No se habla de retórica ni de marchas exhibicionistas. El pie zapatista en la ciudad de México, firme y exaltado por la sociedad civil, es de plomo pero también de corazón. Así lo demuestra la recepción que se les ha dado y las páginas que narran y opinan sobre las voces indígenas. El encuentro multitudinario con la comunidad capitalina, caracterizado por espontaneidad, entrega y reconocimiento, dista todo con el desencuentro entre zapatistas y gobierno. La desmemoria hacia los acuerdos de San Andrés es alarmante. Incrementa la brecha y dificulta los nuevos diálogos. Ahí subyacen también las tribulaciones de las comunidades chiapanecas: saber que los acuerdos quedaron en el tintero y que por ahora, la abrumadora historia continúa cargando de miseria sus vidas. No hay peor esperanza o deseo que aquel que se tuvo y devino vacío, palabras traicionadas.
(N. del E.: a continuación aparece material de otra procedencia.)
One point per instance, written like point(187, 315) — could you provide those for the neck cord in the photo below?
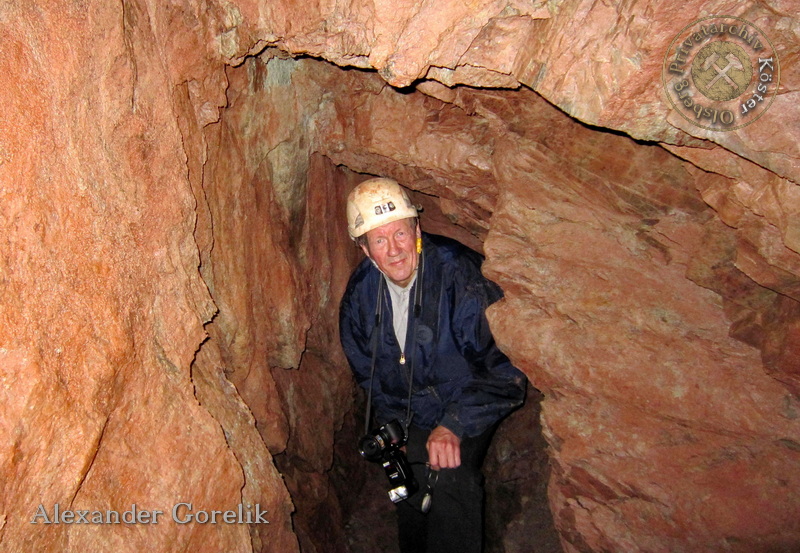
point(374, 344)
point(417, 311)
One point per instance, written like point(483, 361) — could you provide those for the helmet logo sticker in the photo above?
point(384, 208)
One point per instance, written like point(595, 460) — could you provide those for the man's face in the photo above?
point(393, 248)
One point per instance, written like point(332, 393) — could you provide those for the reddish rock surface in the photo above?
point(174, 255)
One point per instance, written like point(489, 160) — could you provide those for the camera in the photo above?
point(383, 446)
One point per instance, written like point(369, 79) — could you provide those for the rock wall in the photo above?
point(103, 307)
point(171, 269)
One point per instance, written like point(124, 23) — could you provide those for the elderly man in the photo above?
point(413, 328)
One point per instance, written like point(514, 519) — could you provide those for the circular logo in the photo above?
point(721, 73)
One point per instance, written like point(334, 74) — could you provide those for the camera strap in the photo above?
point(376, 329)
point(417, 312)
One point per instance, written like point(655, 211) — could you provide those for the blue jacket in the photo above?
point(461, 379)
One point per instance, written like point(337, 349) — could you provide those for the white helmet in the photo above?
point(376, 202)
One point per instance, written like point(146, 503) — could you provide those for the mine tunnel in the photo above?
point(173, 181)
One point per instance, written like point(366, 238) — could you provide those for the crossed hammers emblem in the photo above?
point(722, 73)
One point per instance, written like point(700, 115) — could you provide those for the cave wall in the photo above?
point(651, 285)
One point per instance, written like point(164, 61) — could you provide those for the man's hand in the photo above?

Los pilares de dichos acuerdos son cotidianidad y norma en cualquier país que se precie por su dignidad y por cobijar a sus ciudadanos: democracia, libertad y justicia. Si nos atenemos exclusivamente a estas peticiones, es preclaro que los reclamos de las comunidades chiapanecas buscan que se les permita tan sólo edificar una vida digna y con esperanza. No hay más. Sin democracia, sin libertad, sin justicia, el México contemporáneo seguirá albergando muchos submundos miserables y muchos millones de habitantes condenados al fracaso y a la rebelión.

Aunque tardíamente, la historia les ha otorgado a los indios chiapanecos presencia y voz. Si bien son cinco siglos de retraso, su imagen, leída sobre todo a través de la pobreza, es ineludible realidad, la cual ni la sociedad civil ni el gobierno pueden omitir. El pretexto de la desmemoria existe hasta que la evidencia confronta el olvido con la excusa y la ausencia de culpa. La marcha zapatista ha evidenciado, a su paso por Oaxaca, Puebla, Morelos y el DF, que el mapa mexicano los tiene presentes. Y los mapas, a través de la ciudadanía, continuarán vindicando a los zapatistas hasta que el gobierno recuerde que hace ya demasiados días firmó, sólo firmó, los acuerdos de San Andrés.